As part of a problem-set I'm self-studying, I'm trying to interpret the graph of $f(x)=\frac{ax+b}{cx+d}$ as a transformation of the graph of $y=\frac{1}{x}$, including determining what restrictions should be placed on $a, b, c,$ and $d$ for the interpretation to remain valid.
For context, the preceding problem was as follows: Sketch the graph of $f(x)=\frac{3x-7}{x-2}$ by applying transformations to the graph of $y=\frac{1}{x}$. We used polynomial long division to show $f(x)=3-\frac{1}{x-2}$, yielding the following transformations:
$\rightarrow$
$\rightarrow$
$\rightarrow$
Applying the same approach to $f(x)=\frac{ax+b}{cx+d}$, I did some long division and came up with,
$$f(x)=\frac{a}{c}+\frac{bc-ad}{c(cx+d)}=\frac{a}{c}+\left(\frac{bc-ad}{c}\right)\left(\frac{1}{cx+d}\right)$$
I'm not totally confident in my interpretation of the transformations involved, but here's what I've got:
Clearly, we must have $c\ne 0$, and the first transformation of $y=\frac{1}{x}$ is $y=(\frac{1}{c})(\frac{1}{x})=\frac{1}{cx}$, which could be viewed as either a vertical or horizontal scaling. If $c>1$, it shrinks the graph, compressing by a factor of $c$. If $0<c<1$, it grows by a factor of $\frac{1}{c}$ (again, either horizontally or vertically, the graph is such that the two are equivalent). Trivially, if $c=1$, it remains as is. A similar trio of cases for negative values of $c$ would apply similar results and a reflection (and like the scaling, the reflection could be applied either vertically or horizontally).
I suspect it makes more sense to interpret the above as a horizontal transformation, which can then be followed by a horizontal shift of $d$ units, yielding $y=\frac{1}{cx+d}$. If $d>0$, everything shifts to the left, if $d<0$ it shifts to the right, and if $d=0$ it all stays put.
The next transformation scales everything vertically by $\frac{bc-ad}{c}$, and the final transformation applies a vertical shift of $\frac{a}{c}$.
Does that sound about right?

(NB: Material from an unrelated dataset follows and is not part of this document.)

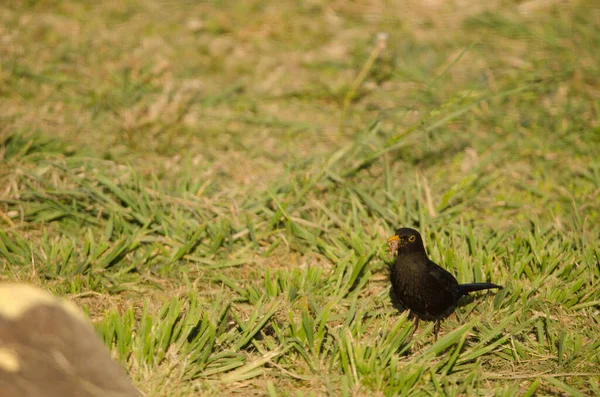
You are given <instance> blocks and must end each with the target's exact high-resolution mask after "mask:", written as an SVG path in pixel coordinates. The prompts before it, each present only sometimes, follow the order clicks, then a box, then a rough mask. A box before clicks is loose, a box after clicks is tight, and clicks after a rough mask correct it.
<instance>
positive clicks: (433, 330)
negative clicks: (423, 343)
mask: <svg viewBox="0 0 600 397" xmlns="http://www.w3.org/2000/svg"><path fill="white" fill-rule="evenodd" d="M439 332H440V320H435V325H434V326H433V334H434V335H435V341H436V342H437V334H438V333H439Z"/></svg>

I didn't come up with any restrictions on $a,b,c,$ and $d$, beyond $c\ne 0$. I feel a bit less than competent when handling horizontal graph transformations in general. Dealing with shifts is easy enough, and I can handle simple scalings, but when they all combine, and possibly involve reflections as well, I start struggling to keep my head above water.
Best Answer
Everything looks correct except for the order in which the horizontal transformations are applied. The transformation $$ y = x \qquad \leadsto \qquad y = \frac{1}{cx + d} $$ first shifts the graph left by $d$, then scales towards the $y$-axis by a factor of $c$, which means that the shift gets scaled as well.
If you like, factor: $cx + d = c\left(x + \tfrac{d}{c}\right)$, which allows you to apply the transformations in the usual order: shrink by factor of $c$, then shift by $-\tfrac{d}{c}$.